November 16, 2009
New ‘schizophrenia gene’ prompts test of potential drug target
Johns Hopkins scientists report having used a commercially available drug to successfully “rescue” animal brain cells that they had intentionally damaged, by manipulating a newly discovered gene that links susceptibility genes for schizophrenia and autism.

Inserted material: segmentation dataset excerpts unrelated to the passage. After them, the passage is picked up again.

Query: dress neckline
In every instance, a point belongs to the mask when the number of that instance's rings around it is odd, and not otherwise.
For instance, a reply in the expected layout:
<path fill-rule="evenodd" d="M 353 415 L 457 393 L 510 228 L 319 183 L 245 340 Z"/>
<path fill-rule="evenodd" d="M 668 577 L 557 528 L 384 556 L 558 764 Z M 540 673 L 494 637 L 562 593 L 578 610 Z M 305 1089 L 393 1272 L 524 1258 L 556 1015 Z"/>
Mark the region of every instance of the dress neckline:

The rescue, described as “surprisingly complete” by the researchers, was accomplished with rapamycin, a drug known to act on a protein called mTOR, whose role involves the production of other proteins. The idea to test this drug’s effectiveness at rescuing impaired nerve cells occurred to the team as a result of having discovered a new gene that appears to act in concert with two previously identified schizophrenia susceptibility genes, one of which is involved in the activation of the protein mTOR. This piecing together of multiple genes adds support for the idea that susceptibility to schizophrenia and autism may have common genetic fingerprints, according to the researchers.

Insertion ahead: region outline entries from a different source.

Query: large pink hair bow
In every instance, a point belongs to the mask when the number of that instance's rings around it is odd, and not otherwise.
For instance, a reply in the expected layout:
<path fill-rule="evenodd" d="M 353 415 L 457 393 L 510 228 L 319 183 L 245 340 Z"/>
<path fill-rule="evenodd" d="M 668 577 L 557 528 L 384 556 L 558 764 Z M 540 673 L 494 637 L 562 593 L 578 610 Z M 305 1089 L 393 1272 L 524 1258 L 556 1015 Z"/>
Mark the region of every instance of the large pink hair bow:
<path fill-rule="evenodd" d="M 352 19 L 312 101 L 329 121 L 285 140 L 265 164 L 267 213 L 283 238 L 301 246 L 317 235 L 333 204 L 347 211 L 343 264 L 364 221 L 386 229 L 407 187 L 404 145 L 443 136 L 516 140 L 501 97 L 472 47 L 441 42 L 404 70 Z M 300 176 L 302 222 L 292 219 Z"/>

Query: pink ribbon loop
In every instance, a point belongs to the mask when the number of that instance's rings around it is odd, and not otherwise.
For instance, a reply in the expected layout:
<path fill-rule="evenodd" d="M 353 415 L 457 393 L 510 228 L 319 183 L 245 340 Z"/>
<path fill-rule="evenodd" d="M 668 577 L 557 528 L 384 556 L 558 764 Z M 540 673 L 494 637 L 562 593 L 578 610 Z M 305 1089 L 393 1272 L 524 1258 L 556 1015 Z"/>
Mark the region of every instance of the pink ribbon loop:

In a report on the work published in the Sept. 24 issue of the journal Neuron, the scientists are careful to say that the genes in question are not the cause of schizophrenia or any other brain/mind disorder in humans. However, these genes do appear to serve as a blueprint for proteins that consistently pop up in a range of mental illnesses in people.

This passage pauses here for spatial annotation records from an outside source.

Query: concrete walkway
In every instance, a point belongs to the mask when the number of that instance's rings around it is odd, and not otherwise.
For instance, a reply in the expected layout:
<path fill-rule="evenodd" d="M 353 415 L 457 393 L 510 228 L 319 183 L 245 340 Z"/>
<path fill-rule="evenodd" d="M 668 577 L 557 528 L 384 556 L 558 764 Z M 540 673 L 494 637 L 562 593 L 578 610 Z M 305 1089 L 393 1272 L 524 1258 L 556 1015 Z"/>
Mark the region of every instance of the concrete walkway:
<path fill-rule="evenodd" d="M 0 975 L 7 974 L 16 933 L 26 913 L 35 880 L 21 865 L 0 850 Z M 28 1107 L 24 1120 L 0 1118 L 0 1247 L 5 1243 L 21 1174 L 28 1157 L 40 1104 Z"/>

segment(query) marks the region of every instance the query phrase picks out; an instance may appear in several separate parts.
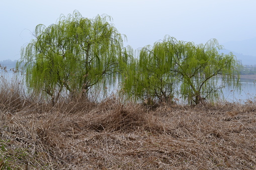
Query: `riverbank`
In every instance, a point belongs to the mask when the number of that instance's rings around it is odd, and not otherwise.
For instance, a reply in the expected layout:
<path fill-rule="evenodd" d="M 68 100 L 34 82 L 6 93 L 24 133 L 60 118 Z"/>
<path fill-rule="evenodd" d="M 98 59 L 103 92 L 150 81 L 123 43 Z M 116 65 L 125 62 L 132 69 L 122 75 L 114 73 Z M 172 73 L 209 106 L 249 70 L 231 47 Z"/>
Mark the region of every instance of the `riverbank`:
<path fill-rule="evenodd" d="M 256 168 L 253 101 L 158 106 L 2 103 L 0 169 Z"/>

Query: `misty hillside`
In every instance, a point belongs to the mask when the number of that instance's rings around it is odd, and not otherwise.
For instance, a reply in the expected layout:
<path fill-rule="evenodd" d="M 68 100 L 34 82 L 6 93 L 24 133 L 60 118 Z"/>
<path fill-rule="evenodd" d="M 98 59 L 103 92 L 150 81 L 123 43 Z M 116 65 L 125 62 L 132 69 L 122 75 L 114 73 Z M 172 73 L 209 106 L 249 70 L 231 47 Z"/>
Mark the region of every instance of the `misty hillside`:
<path fill-rule="evenodd" d="M 230 52 L 232 52 L 236 57 L 237 60 L 242 62 L 242 65 L 254 65 L 256 64 L 256 56 L 244 55 L 229 50 L 220 50 L 220 52 L 224 54 L 228 54 Z"/>
<path fill-rule="evenodd" d="M 221 44 L 225 50 L 221 52 L 227 54 L 232 52 L 243 65 L 256 64 L 256 37 L 240 41 L 231 41 Z"/>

The newfound gene, dubbed KIAA1212, serves as a bridge linking two schizophrenia genes: DISC1 and AKT. Suspecting KIAA1212 as one of many potential binding partners interacting with DISC1, whose name is an acronym for “disrupted in schizophrenia,” the researchers genetically shut down the production of DISC1 proteins in newly born neurons in the hippocampus region of an adult mouse brain. The hippocampus contains a niche where native stem cells give rise to fully developed new neurons. The idea was to deliberately cause these cells to malfunction and then watch what happened.
The scientists found that the newborn neurons were most noticeably defective 14 days after DISC1 suppression and that they were defective in a variety of ways. By manipulating AKT production, or altering KIAA1212, they discovered the very same abnormalities as with DISC1 deficiency, concluding that KIAA1212 is in the same signaling pathway as DISC1 and AKT.
Because mTOR is a well-known downstream effector of AKT, the researchers treated the adult mice harboring those abnormal neurons with rapamycin, a drug known to alleviate the effects of a faulty AKT pathway. It effectively “rescued” the neurons from their defects.
“Our discoveries give us more of the information we need to understand the function of genes associated with psychological diseases,” said Guo-li Ming, an associate professor of neurology and neuroscience in the School of Medicine’s Institute for Cell Engineering, known as ICE. “The next step is to create a good animal model that would allow us to test whether candidate drugs will reverse not only the irregularities of brain cells with deficiency of these genes but also behaviors.”
The new neurons with alterations of DISC1, KIAA1212 or AKT in the brains of the rapamycin-treated mice developed normally, said Hongjun Song, an associate professor of neurology in ICE, who collaborated in the research. “What was amazing to us is how potent the drug is, at least on the cellular level,” he said. “A number of the neurons’ developmental defects—from enlarged cell size to the misplacement of cell localization and abnormal neuronal processes involved in receiving and sending messages—were corrected by this one drug.”
This study was supported by the National Institutes of Health, McKnight Foundation, NARSAD, International Mental Health Research Organization, Maryland Stem Cell Research Fund and March of Dimes.
Authors on the paper, in addition to Ming and Song, are Ju Young Kim, Xin Duan, Cindy Y. Liu, Mi-Hyeon Jang, Junjie U. Guo, Nattapol Pow-anpongkul and Eunchai Kang, all of Johns Hopkins.